Wir erfrieren auf unserem Feuerrad.

Zieh die Reißleine!

Schmeiß den Anker!

Aktiviere die Notbremse!

Alles wird kranker und kranker …


JEDEN TAG



UND DIE FURCHT WIRD VERGEHEN

Ich bin dein Brandungsfels, auch wenn ich erodiere,

ich schütze dich vor der Flut.

Ich bin dein Eisenschild, auch wenn ich korrodiere,

ich schütze dich vor jedem Disput.

In meiner Obhut bist du sicher,

in meinen Armen bleibt die Zeit kurz stehen.

Meine Hände hüllen dich ein

und die Furcht wird vergehen.

Ich bin dein Fellmantel, auch wenn ich erfriere,

ich schütze dich vor Schneegestöber.

Ich bin dein Märchenheld, auch wenn ich fabuliere,

bin Drachentöter, Kettensprenger, Schlangenbeschwörer.

In meiner Obhut bist du sicher,

in meinen Armen bleibt die Zeit kurz stehen.

Meine Hände hüllen dich ein

und die Furcht wird vergehen.

Ich bin dein Kuscheltier, auch wenn ich fantasiere,

ich schütze dich vor Einsamkeit.

Ich bin dein Gewissen, auch wenn ich transzendiere,

ich schütze dich vor Fahrlässigkeit.

In meiner Obhut bist du sicher,

in meinen Armen bleibt die Zeit kurz stehen.

Meine Hände hüllen dich ein

und die Furcht wird vergehen.

Du hast Angst vor Veränderung, lass mich deine Konstante sein.

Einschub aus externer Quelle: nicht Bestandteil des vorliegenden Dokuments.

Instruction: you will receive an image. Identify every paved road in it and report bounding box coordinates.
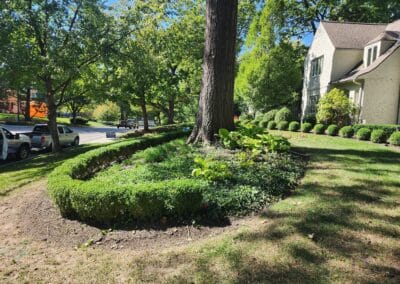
[5,125,133,144]
[0,125,138,165]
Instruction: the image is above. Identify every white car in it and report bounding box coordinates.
[24,124,79,150]
[0,126,31,160]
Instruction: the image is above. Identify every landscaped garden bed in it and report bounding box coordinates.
[49,125,304,225]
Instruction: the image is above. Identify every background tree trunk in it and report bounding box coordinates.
[188,0,238,143]
[24,88,31,121]
[46,81,61,152]
[168,98,175,124]
[140,95,149,131]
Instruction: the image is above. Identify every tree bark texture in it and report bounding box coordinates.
[140,95,149,131]
[188,0,238,143]
[24,88,32,121]
[46,80,61,152]
[168,98,175,124]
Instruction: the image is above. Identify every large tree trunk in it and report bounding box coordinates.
[24,88,31,121]
[167,98,175,124]
[140,96,149,131]
[188,0,238,143]
[46,81,61,152]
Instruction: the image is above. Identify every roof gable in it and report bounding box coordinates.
[321,22,387,49]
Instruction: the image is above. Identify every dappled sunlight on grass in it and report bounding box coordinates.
[180,133,400,283]
[0,144,104,197]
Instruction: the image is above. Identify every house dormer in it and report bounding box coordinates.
[364,20,400,67]
[364,41,381,67]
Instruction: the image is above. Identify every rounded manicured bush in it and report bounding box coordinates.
[277,121,289,130]
[339,126,354,138]
[289,121,300,132]
[275,107,292,123]
[326,124,339,136]
[301,122,313,133]
[389,131,400,146]
[267,121,276,130]
[264,109,278,121]
[371,129,386,143]
[258,119,269,128]
[313,123,325,135]
[303,113,317,125]
[356,127,371,141]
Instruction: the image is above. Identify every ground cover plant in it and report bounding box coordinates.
[0,131,400,283]
[49,124,304,225]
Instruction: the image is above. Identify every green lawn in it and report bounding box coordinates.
[0,132,400,283]
[182,132,400,283]
[0,113,106,127]
[0,144,104,197]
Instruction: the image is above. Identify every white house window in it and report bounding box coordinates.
[311,56,324,77]
[367,45,378,66]
[309,90,319,114]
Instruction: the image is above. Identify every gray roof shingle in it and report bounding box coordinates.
[321,22,387,49]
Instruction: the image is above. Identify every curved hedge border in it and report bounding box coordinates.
[48,131,203,224]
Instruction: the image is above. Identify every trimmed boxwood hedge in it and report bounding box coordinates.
[258,119,269,128]
[313,123,325,135]
[371,129,386,143]
[277,121,289,130]
[356,127,371,141]
[353,124,400,139]
[301,122,313,133]
[339,126,354,138]
[326,124,339,136]
[289,121,300,132]
[389,131,400,146]
[48,131,200,224]
[267,120,276,130]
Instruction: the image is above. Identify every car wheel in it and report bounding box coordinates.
[17,145,30,160]
[72,137,79,147]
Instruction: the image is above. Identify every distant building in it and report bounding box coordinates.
[0,90,48,118]
[302,20,400,124]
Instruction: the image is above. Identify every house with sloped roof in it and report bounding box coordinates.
[302,20,400,124]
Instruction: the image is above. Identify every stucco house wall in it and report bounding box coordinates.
[359,49,400,124]
[302,25,335,114]
[330,49,363,82]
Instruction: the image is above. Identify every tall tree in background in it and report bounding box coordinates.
[4,0,120,151]
[188,0,238,143]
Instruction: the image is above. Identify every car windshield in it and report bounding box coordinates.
[33,125,49,133]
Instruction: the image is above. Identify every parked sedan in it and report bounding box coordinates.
[0,126,31,160]
[24,124,79,150]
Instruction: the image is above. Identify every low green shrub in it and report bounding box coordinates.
[353,124,400,139]
[259,118,269,128]
[192,157,233,181]
[313,123,325,135]
[218,122,290,152]
[264,109,278,122]
[371,129,386,143]
[339,126,354,138]
[48,131,191,223]
[356,127,371,141]
[289,121,300,132]
[275,107,292,124]
[277,121,289,130]
[326,124,339,136]
[303,113,317,125]
[267,121,276,130]
[301,122,313,133]
[389,131,400,146]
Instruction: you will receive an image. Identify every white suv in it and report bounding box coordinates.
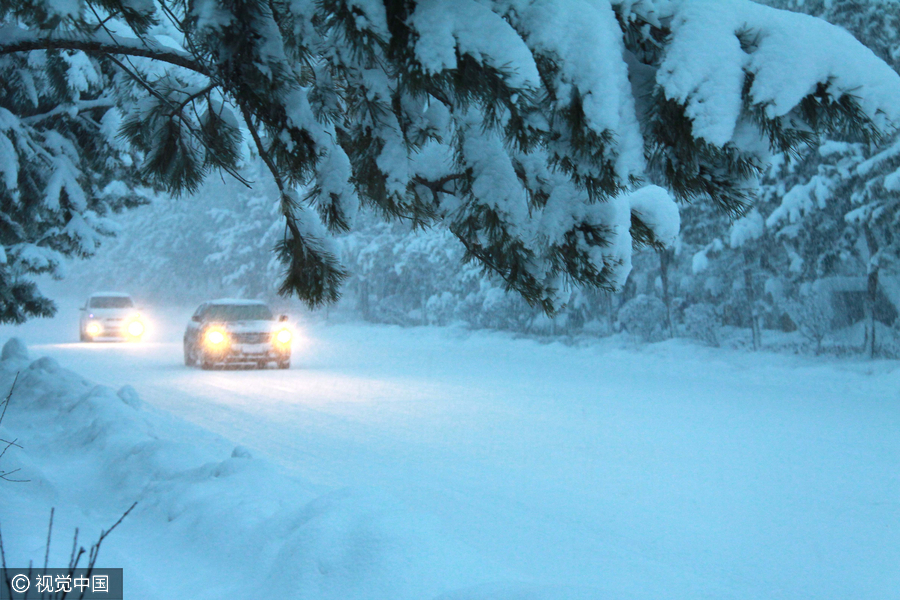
[184,298,293,369]
[78,292,144,342]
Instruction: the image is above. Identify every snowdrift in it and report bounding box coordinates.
[0,338,536,600]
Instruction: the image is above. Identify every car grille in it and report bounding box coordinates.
[231,333,272,344]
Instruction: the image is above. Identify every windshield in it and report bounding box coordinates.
[203,304,275,321]
[91,296,134,308]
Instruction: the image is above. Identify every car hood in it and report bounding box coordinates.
[207,321,283,333]
[84,308,140,319]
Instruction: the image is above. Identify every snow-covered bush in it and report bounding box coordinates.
[684,302,721,348]
[786,291,834,354]
[619,294,666,342]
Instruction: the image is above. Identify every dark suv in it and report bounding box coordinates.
[184,298,293,369]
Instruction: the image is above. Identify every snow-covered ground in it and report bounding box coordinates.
[0,303,900,600]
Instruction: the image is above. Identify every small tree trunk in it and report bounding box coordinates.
[357,279,371,321]
[744,250,762,350]
[657,249,675,337]
[863,225,879,358]
[606,292,616,335]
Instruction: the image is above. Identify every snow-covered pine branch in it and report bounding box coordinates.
[0,0,900,319]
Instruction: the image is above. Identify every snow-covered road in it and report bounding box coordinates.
[0,304,900,600]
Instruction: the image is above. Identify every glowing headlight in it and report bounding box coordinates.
[275,329,293,344]
[203,329,225,346]
[128,321,144,337]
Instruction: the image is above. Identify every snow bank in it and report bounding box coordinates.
[0,338,500,600]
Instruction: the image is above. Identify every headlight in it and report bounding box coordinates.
[203,329,227,346]
[275,329,293,345]
[128,320,144,337]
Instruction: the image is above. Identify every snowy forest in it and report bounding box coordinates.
[0,0,900,357]
[0,0,900,600]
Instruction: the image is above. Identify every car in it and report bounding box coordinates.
[184,298,293,369]
[78,292,146,342]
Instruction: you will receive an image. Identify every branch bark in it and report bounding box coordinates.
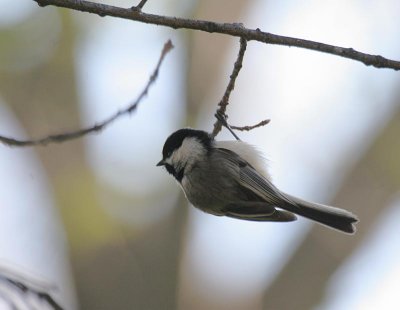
[34,0,400,70]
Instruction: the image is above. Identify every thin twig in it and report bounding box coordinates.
[131,0,147,11]
[34,0,400,70]
[214,111,240,141]
[0,40,174,146]
[211,38,247,139]
[230,119,271,131]
[0,274,63,310]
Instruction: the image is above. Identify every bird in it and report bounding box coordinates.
[157,128,358,234]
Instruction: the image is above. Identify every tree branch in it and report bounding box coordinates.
[0,40,174,146]
[231,119,271,131]
[212,38,247,140]
[34,0,400,70]
[0,274,63,310]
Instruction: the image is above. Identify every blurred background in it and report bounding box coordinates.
[0,0,400,310]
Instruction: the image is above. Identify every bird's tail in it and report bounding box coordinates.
[282,194,358,234]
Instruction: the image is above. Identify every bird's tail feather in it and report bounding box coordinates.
[282,194,358,234]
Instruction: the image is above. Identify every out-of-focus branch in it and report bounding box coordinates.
[212,38,247,140]
[34,0,400,70]
[0,40,173,146]
[0,274,63,310]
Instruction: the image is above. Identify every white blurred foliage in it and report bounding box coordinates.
[0,102,76,309]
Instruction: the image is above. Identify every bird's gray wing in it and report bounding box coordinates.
[224,201,296,222]
[214,148,296,221]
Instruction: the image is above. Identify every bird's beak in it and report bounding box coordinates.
[156,159,165,167]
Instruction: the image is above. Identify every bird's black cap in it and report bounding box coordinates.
[159,128,213,160]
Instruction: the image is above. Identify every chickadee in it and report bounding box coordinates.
[157,128,358,234]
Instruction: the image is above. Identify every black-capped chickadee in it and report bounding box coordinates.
[157,128,358,234]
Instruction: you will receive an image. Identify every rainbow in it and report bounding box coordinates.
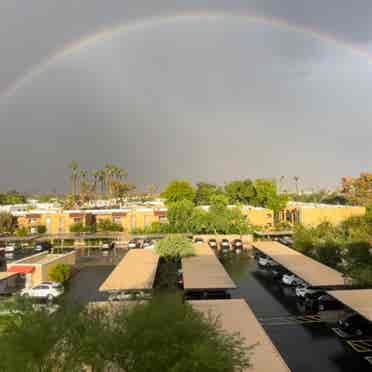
[0,11,372,99]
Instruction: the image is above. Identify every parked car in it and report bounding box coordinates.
[296,283,319,299]
[34,242,52,253]
[4,243,22,254]
[231,239,243,251]
[270,265,289,280]
[257,256,277,268]
[333,313,372,338]
[21,282,64,300]
[108,291,151,302]
[128,239,141,249]
[318,294,344,311]
[194,238,204,244]
[278,236,293,247]
[282,274,304,286]
[208,239,217,249]
[220,239,230,251]
[142,239,155,249]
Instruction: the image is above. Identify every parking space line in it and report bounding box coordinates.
[346,339,372,353]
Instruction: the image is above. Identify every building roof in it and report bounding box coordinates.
[99,249,159,291]
[190,299,290,372]
[182,244,236,290]
[328,289,372,321]
[253,241,346,287]
[0,271,18,280]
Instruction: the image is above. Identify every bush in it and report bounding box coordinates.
[15,226,28,237]
[155,235,195,260]
[36,225,46,234]
[48,264,71,283]
[97,219,124,231]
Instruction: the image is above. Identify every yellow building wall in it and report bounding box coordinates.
[300,207,366,226]
[242,208,274,228]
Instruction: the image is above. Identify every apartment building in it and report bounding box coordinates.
[279,202,366,227]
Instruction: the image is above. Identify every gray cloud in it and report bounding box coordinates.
[0,0,372,190]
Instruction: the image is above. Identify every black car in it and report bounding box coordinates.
[318,294,344,311]
[128,239,141,249]
[142,238,154,248]
[270,265,289,280]
[34,242,52,253]
[220,239,230,251]
[334,313,372,338]
[208,239,217,249]
[231,239,243,251]
[194,238,204,244]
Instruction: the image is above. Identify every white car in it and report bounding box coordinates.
[257,256,277,267]
[21,282,64,300]
[296,284,318,298]
[282,274,304,286]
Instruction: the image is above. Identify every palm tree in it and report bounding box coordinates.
[68,160,79,197]
[293,176,300,195]
[91,169,100,198]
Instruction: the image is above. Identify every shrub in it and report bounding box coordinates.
[155,235,195,260]
[48,264,71,283]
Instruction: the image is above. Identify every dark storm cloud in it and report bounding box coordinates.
[0,0,372,190]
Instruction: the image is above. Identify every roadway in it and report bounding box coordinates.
[223,255,372,372]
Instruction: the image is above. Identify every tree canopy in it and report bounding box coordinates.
[155,235,195,260]
[161,180,195,203]
[0,295,250,372]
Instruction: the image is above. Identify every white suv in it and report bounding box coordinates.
[21,282,64,300]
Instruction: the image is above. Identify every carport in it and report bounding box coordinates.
[253,241,349,289]
[182,244,236,298]
[190,299,290,372]
[99,249,159,291]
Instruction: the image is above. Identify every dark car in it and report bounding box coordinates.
[208,239,217,249]
[34,242,52,253]
[231,239,243,251]
[334,313,372,338]
[194,238,204,244]
[318,294,344,311]
[128,239,141,249]
[142,238,154,248]
[220,239,230,252]
[270,265,288,280]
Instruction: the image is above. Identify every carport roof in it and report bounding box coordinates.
[328,289,372,321]
[253,241,346,287]
[182,243,236,290]
[99,249,159,291]
[190,299,290,372]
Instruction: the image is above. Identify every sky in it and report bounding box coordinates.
[0,0,372,192]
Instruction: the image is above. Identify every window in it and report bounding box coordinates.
[112,216,121,225]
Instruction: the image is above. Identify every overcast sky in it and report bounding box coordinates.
[0,0,372,191]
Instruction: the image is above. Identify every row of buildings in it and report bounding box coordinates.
[11,202,366,234]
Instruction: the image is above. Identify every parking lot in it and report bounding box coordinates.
[222,254,372,372]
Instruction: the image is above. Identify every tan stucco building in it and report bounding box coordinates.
[279,202,366,227]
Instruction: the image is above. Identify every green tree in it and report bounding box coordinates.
[0,212,15,233]
[161,180,195,203]
[252,179,288,213]
[97,219,123,231]
[167,199,194,232]
[155,235,195,261]
[48,264,71,283]
[195,182,224,205]
[0,295,251,372]
[225,179,256,204]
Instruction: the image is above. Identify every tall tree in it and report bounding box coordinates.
[161,180,195,203]
[225,179,256,204]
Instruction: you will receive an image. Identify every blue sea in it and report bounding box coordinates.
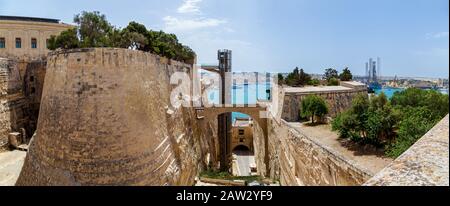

Du hast Zweifel an der Zukunft, lass mich dein gutes Orakel sein.

Ich bin der Anker, der dich bei Sturm im Hafen hält.

Alles wird gut, auch wenn der letzte Groschen fällt.

Die Welt dreht sich zu schnell für dich.

Du verlierst dein Gleichgewicht,

alles verzerrt, so trügerisch.

Ich fang dich auf, voller Zuversicht.

Bei mir darfst du zerbrechlich sein.

Bei mir darfst du mürrisch sein.

Mit mir bist du nie allein.

Ich stehe an deiner Seite tagaus, tagein.

Ich bin dein Thermostat,

spende Wonne und Wärme.

Ich laufe im Hamsterrad,

spende Licht, auch aus der Ferne.

Und bin ich unsichtbar, so bin ich doch ganz nah,

wie eine innige Aura, immer für dich da!